J. M. Walsh, P. A. Regalia, and C. R. Johnson, Jr.

Submitted to IEEE Trans. Inform. Theory on July 29, 2005.

Abstract

The turbo decoder was not originally introduced as a solution to an optimization problem. This has made explaining the excellent performance of the turbo decoder difficult. In this paper it is shown that the turbo decoder is an iterative method attempting to find a solution to an intuitively pleasing constrained optimization problem. In particular, the turbo decoder is trying to find the maximum likelihood sequence under the false assumption that the input to the encoders were chosen independently of one another in the parallel case, and the false assumption that the output of the outer encoder was chosen independently of the input to the inner encoder in the serial case. To control the error introduced by the false assumption, the optimizations are performed subject to a constraint on the probability that the messages which were independently chosen happened to be the same.
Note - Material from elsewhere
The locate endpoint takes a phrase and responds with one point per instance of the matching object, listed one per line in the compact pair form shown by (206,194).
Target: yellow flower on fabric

When the value of the constraining probability is one, the global maximum of the constrained optimization problem is the maximum likelihood sequence detection, allowing for a theoretically based approximate connection between turbo decoding and maximum likelihood sequence detection. It is then shown that the turbo decoder is a nonlinear block Gauss Seidel iteration which is trying to solve the optimization problem by zeroing the gradient of the Lagrangian with a Lagrange multiplier of $-1$. Some conditions for the convergence for the turbo decoder are then given by adapting the existing convergence literature for Gauss Seidel iterations.